Opening Netflix may look different when testing smart TV UI changes

What do you want to know Netflix’s Pat Flemming has detailed upcoming changes to the user interface of smart TVs for a “new TV experience.” The changes involve providing a preview of a show/movie on the card when you hover over it with your remote, along with content descriptions, genre, episode count, and more. The […]

Opening Netflix may look different when testing smart TV UI changes

What do you want to know

  • Netflix’s Pat Flemming has detailed upcoming changes to the user interface of smart TVs for a “new TV experience.”
  • The changes involve providing a preview of a show/movie on the card when you hover over it with your remote, along with content descriptions, genre, episode count, and more.
  • The company plans to launch this redesign test with a “small group” of smart TV subscribers before rolling it out to more people if all goes well.

Netflix is ​​starting to test a new home screen design that only a handful of smart TV owners will receive for an initial review.

According to an interview between Netflix Senior Product Director Pat Flemming and The edge, the changes should help users reduce the “gymnastics they do with their eyes”. Flemming was referring to the current experience Netflix offers with the current home screen, as users often have to scan the screen to see a preview of a show/movie.

Flemming added: “We really wanted to make it easier for members to determine if a title was right for them.”

The proposed redesign will always feature a recommended or new major title as the initial offering; however, shows and movies will receive a preview card when hovered over. When selected with your remote, the show/movie title card expands and displays a quick teaser video.

Below the expanded card, users will find the content description, release year, number of episodes, and genre.

Removing the Netflix app sidebar on smart TVs joins this “new TV experience” for finding shows and movies.
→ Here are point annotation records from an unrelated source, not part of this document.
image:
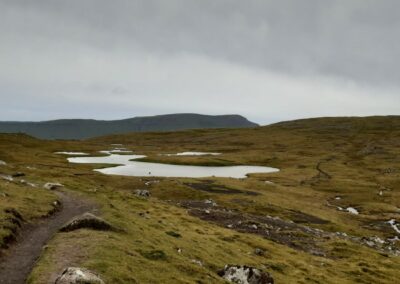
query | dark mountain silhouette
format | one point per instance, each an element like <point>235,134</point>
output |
<point>87,128</point>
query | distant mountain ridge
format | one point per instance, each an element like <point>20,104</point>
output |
<point>87,128</point>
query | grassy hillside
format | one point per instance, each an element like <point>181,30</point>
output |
<point>326,164</point>
<point>86,128</point>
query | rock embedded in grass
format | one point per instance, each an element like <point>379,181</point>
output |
<point>75,275</point>
<point>88,221</point>
<point>18,174</point>
<point>142,193</point>
<point>52,186</point>
<point>245,275</point>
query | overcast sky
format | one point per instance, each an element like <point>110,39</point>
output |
<point>267,60</point>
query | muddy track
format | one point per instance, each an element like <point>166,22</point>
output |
<point>20,258</point>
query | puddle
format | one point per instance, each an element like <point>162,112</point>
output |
<point>352,210</point>
<point>394,224</point>
<point>135,168</point>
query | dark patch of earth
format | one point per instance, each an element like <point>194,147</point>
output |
<point>211,187</point>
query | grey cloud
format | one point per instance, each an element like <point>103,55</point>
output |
<point>76,45</point>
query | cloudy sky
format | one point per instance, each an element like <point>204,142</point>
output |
<point>267,60</point>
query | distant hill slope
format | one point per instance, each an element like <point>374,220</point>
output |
<point>87,128</point>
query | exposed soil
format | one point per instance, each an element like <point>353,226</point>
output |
<point>19,259</point>
<point>210,186</point>
<point>291,233</point>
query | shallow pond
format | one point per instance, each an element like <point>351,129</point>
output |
<point>135,168</point>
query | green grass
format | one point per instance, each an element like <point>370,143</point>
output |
<point>147,250</point>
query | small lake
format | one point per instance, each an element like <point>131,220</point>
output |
<point>143,169</point>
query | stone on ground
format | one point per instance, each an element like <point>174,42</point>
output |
<point>88,221</point>
<point>142,193</point>
<point>52,186</point>
<point>245,275</point>
<point>75,275</point>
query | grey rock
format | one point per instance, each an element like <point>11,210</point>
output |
<point>142,193</point>
<point>76,275</point>
<point>52,186</point>
<point>6,177</point>
<point>259,252</point>
<point>245,275</point>
<point>88,221</point>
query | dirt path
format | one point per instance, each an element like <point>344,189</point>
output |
<point>20,258</point>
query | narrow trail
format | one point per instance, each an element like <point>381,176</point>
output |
<point>20,258</point>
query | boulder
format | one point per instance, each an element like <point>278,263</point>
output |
<point>245,275</point>
<point>88,221</point>
<point>142,193</point>
<point>52,186</point>
<point>6,177</point>
<point>76,275</point>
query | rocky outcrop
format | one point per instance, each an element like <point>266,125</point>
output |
<point>245,275</point>
<point>142,193</point>
<point>52,186</point>
<point>75,275</point>
<point>88,221</point>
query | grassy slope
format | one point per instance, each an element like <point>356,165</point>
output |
<point>355,152</point>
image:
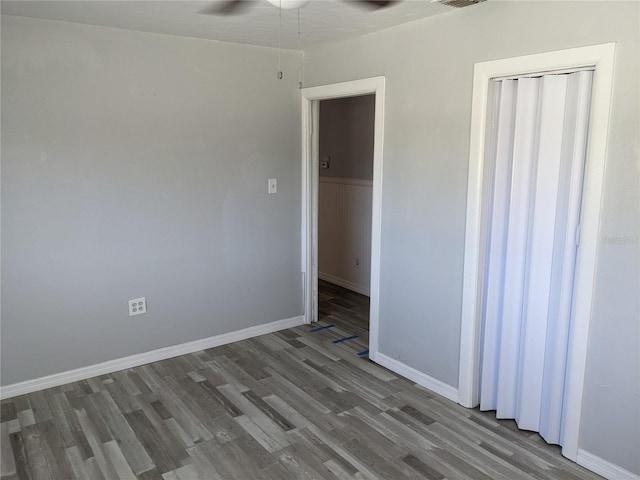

The top row of the app will now host your profile icon on the far left and options like Home, Shows, Movies, and My Netflix will be in the center.

(Image credit: The Verge)

Another change that should happen is that users will no longer have to mash their remotes to get back to the top of the Netflix app. Flemming said users can press the “back” button to go back.

Flemming informed The Verge that this test should start arriving for a “small group of subscribers” who watch Netflix on a smart TV. If reception is positive, the service will look to roll out the UI overhaul to more users in the “coming months and quarters.”

Separately, Netflix announced earlier this year, during its 2023 financial report, that another price increase would be planned in 2024. It appears that the company is turning to the consumer to help in its efforts to bringing new investments to the platform for additional content. The exact details of Netflix’s next price hike are still unknown, so we have to wait for it to happen.